By Katelyn Ohashi
Homeless people… Do you ever wonder how they ended up there? Have you stopped to ask? Or maybe you do not pay them any mind at all; but do you know how many people have judged them based off of the first thing they see? Maybe you were one to judge them. Do you know how many people truly believe that a homeless person could get a job, over someone else that has clean clothes and a home to live in, if they wanted?
I used to be against giving money to homeless people because I would rather give them food. But then one of my friends explained to me that during a church service, the priest pointed out that what they spend their money on is what gives them happiness. Homeless people are left with nothing– no bed to sleep on, no family to return to after their day is over, and no feeling of privacy or protection– so sometimes in order to accept, or maybe not even accept but to survive the streets they need that money to give them just enough happiness to get by.
Recently I watched a TedTalk (https://www.youtube.com/watch?v=Oyrdtsuz8H8) by Ericka Alston, a recovered crack cocaine addict. No one told her it was possible to truly live without drugs, instead they hid their money and walked a little faster in order to avoid her. The biggest message that I received during her presentation is that the people with these addictions are not all helpless and hopeless causes. All of them were once people living lives just like us. Some of them simply aren’t given the tools to know that they can choose a separate path in life towards progress.
If there is one thing I have learned in life, it is that nothing really ever goes as planned. Everyone has a story and a valuable lesson to learn from. You could learn just as much from a successful person as you could from a homeless person. If they are surviving off of the bare minimum you know they have at least enough smarts to get by. So, anyways, I have been wanting to make friends with a homeless person for a little while now and really listen to their story. A few weeks ago, I brought my car around to help a women out with some food and as I was walking away she started sharing her story with me. That night I sat down next to her on the cold sidewalk to hear what she had to say, as people walked by with looks of confusion and disgust, wondering what a girl like me was doing sitting next to “people like them”.
Guess what? She was gang raped and drugged, by people she knew and trusted. She woke up on the hard pavement with her face against bricks and her bag nowhere to be found. Her pantyhose were ripped and the bottom of her pants were worn down from rubbing against the ground. She was so drugged she didn’t remember it, but she woke up to it.

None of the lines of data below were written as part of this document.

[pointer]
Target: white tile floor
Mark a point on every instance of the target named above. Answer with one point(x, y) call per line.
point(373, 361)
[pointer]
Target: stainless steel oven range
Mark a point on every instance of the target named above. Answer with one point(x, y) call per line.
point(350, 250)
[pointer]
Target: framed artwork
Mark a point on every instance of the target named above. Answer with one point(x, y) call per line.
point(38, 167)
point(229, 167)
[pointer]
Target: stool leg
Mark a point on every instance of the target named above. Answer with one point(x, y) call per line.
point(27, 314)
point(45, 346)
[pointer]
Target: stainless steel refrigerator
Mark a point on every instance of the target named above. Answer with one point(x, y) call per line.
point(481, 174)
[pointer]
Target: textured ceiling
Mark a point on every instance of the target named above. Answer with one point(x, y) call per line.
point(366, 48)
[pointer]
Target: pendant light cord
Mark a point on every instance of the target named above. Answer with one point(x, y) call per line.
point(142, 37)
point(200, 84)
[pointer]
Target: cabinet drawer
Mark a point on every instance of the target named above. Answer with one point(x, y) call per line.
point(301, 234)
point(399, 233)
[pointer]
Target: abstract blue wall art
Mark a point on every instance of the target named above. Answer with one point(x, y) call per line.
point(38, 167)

They glued her hair and to this day she still hides it. Both of her parents are dead, one sister had committed suicide and the other has a successful business in Rhode Island. She still cannot bare to tell her sister what has happened to her, so here she lives struggling to get by.

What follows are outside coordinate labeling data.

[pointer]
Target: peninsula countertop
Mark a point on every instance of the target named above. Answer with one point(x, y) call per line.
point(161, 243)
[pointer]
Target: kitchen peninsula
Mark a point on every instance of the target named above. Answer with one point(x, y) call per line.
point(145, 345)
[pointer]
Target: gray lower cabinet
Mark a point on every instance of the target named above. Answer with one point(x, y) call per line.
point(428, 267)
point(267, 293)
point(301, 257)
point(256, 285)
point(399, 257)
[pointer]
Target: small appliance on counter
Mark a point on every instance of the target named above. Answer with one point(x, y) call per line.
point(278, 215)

She gives all her praise to God for surviving all of the things that she has endured while being homeless. She told me a story of her telling a man that if God could rise those from the living dead, then He could protect his little girl that was about to go through brain surgery. Along with this little girl, she too is thriving. They both are making the best out of the battles they were given.
This is just one of the many stories that are out there, but do you know how many people are quick to judge based off of what they first see? People are able to hide behind a lot of stuff, including a home in hopes of preserving an image they uphold, yet homeless people have no choice but to be exposed. Beyond this, our preconceived judgements can impact a person more than we believe. Does someone that does not have a home not deserve as much of a chance as we do? Do we not think there are reasons and explanations behind their situations that we are so quick to judge? But how many of us think to stop and ask?